May 24, 2011

Major Shift Proposed in Federal Homeownership Policies

Who said:
“Adequate housing goes to the very root of well being of the family, and the family is the social unit of the Nation. The question involves important aspects of health, morals, education, and efficiency. Nothing contributes more to social stability and the happiness of our people than the surrounding s of their homes. …It should be possible in our country for any person of sound character and industrious habits to provide himself with adequate and suitable housing and preferably to own his own home”?
Franklin Roosevelt, you say. Close, in time anyway.

No, Herbert Hoover spoke those words in 1931 when he announced the President’s Conference of Home Building and Home Ownership. A year later, Hoover signed the Federal Home Loan Bank Act. Franklin Roosevelt expanded on Hoover’s effort, and homeownership became an article of American public policy.

But maybe not for long. A recent joint Treasury and HUD report recommends changes that could increase mortgage costs and push homeownership beyond the reach of some families, a February 11, 2011 New York Times story reports. Federal programs subsidized nine in 10 mortgage loans in 2010. Government-chartered corporations buy up bank mortgages and sell shares in these mortgages pools to investors, guaranteeing to repay them in exchange for a lower interest rate. In the meantime banks wipe the mortgages (and the risk) off their books and get a cash injection allowing them to make more mortgages.

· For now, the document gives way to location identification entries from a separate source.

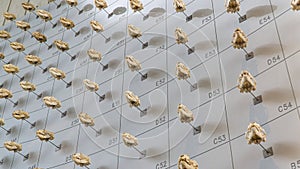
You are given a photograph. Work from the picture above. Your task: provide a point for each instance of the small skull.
(39, 37)
(240, 39)
(94, 55)
(132, 99)
(232, 6)
(23, 25)
(185, 115)
(33, 60)
(61, 45)
(255, 134)
(86, 119)
(129, 140)
(136, 5)
(28, 6)
(81, 159)
(295, 4)
(17, 46)
(96, 26)
(10, 68)
(182, 72)
(13, 146)
(5, 94)
(134, 32)
(2, 56)
(100, 4)
(27, 86)
(52, 102)
(90, 85)
(45, 15)
(4, 35)
(20, 115)
(57, 73)
(45, 135)
(246, 82)
(9, 16)
(132, 63)
(67, 23)
(184, 162)
(179, 5)
(181, 37)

The joint report proposes:

1. eliminating government guarantees for middle class mortgages,

2. offering the guarantees only during fiscal downturns, or

3. limiting the current guarantees to only those banks that agree to reduce the government’s risk of loan defaults by purchasing a guarantee from a private insurer.

That’s not all. The report also noted that “policies like allowing homeowners to deduct mortgage interest payments from taxable income—an expensive pillar of the government’s housing campaign—encourage people to invest in housing rather than other parts of the economy, and deserve to be reconsidered.”